Malicorne, la nature menacée

Emporté dans sa frénésie d’inventivité, après une gestation de quinze milliards d’années, l’univers a accouché d’un  » mutant  » prodigieux. Dès son apparition dans la savane africaine, l’être humain par migrations successives occupe bientôt tout l’espace disponible sur la planète. La capacité d’adaptation et la compétitivité sont les ferments et les moteurs de l’évolution biologique. A ce jeu, l’être humain joue mieux que quiconque. Il est le champion toutes classes mélangées, il s’adapte à toutes les situations, sous toutes les latitudes et dans tous les climats. Il se prépare aujourd’hui à vivre dans l’espace. Poussée par sa propre politique d’inventivité et son obsession à créer toujours du plus complexe et du plus efficace, la nature semble s’être engagée dans une situation qui pourrait bien se retourner contre elle. Elle a mis au monde une espèce néfaste capable de neutraliser les instincts régulatoires qui assuraient la pérennité de la vie terrestre.

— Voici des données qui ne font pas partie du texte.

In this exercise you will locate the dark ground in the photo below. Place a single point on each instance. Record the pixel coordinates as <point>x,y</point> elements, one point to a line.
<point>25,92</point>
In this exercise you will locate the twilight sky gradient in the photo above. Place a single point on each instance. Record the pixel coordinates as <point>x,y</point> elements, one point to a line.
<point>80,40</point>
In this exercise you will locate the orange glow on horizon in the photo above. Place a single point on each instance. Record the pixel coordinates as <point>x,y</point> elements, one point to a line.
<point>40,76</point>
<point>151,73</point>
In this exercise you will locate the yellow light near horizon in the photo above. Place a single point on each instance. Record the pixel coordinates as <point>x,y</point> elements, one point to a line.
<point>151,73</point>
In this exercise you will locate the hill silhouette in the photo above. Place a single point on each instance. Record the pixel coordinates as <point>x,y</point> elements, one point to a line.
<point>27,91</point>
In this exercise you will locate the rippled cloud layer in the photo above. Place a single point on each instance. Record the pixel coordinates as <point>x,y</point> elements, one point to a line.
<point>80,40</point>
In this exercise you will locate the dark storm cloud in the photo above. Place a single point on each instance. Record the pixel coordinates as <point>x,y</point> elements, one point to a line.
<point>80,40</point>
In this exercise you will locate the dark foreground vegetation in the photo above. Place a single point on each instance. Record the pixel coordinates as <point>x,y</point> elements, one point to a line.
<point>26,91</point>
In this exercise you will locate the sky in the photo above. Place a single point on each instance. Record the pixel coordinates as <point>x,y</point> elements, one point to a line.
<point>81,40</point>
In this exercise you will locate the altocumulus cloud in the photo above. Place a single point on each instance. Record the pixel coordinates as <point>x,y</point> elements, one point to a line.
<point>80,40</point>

Avec le développement de la science et de la technologie, l’homme modifie considérablement la planète qu’il habite. Il aménage la nature et transforme la campagne. A part les paysages arctiques, toutes les régions ont été plus ou moins altérées par sa présence. Rien ne lui résiste. Son influence est singulièrement accélérée par l’apparition de la civilisation occidentale qui n’a plus, comme les cultures traditionnelles, le respect de la nature. Un grand nombre de biotopes et d’espèces vivantes disparaissent. Les forêts se rétrécissent et les sous-bois deviennent des parkings. L’asphalte et le béton sont les manifestations de cette nouvelle et menaçante monotonie. Vue sous l’angle  » l’homme hors de la nature « , l’arrivée de l’être humain apparaît ici comme une catastrophe cosmique. Notre planète est  » infestée  » d’hommes qui semblent décidés à saboter l’admirable harmonie de la nature. Ils pourraient bien la ramener à sa stérilité initiale.

Sous l’angle  » l’homme dans la nature « , les humains prennent enfin conscience de la menace qu’ils font peser sur la vie planétaire. C’est l’avènement du souci écologique. Tandis que la détérioration du paysage se poursuit et s’accélère, l’être humain se sent devenir responsable de l’avenir de la nature.Après un long passé d’agression et de brutalité, après l’extinction de nombreuses variétés végétales et animales. l’humanité manifeste le désir de protéger la vie. Des espèces. qui semblaient vouées à l’extermination, sont sauvées in extremis… Au Kenya, d’immenses populations de flamants roses nous font oublier qu’il y a quelques décennies à peine, on les croyait à jamais disparus. De tels événements méritent d’être salués. Dans le cadre de l’évolution cosmique leur portée s’étend bien au-delà de la vie des espèces épargnées. Par rapport au comportement antérieur des humains, ils représentent un espoir pour l’avenir de l’intelligence sur la Terre.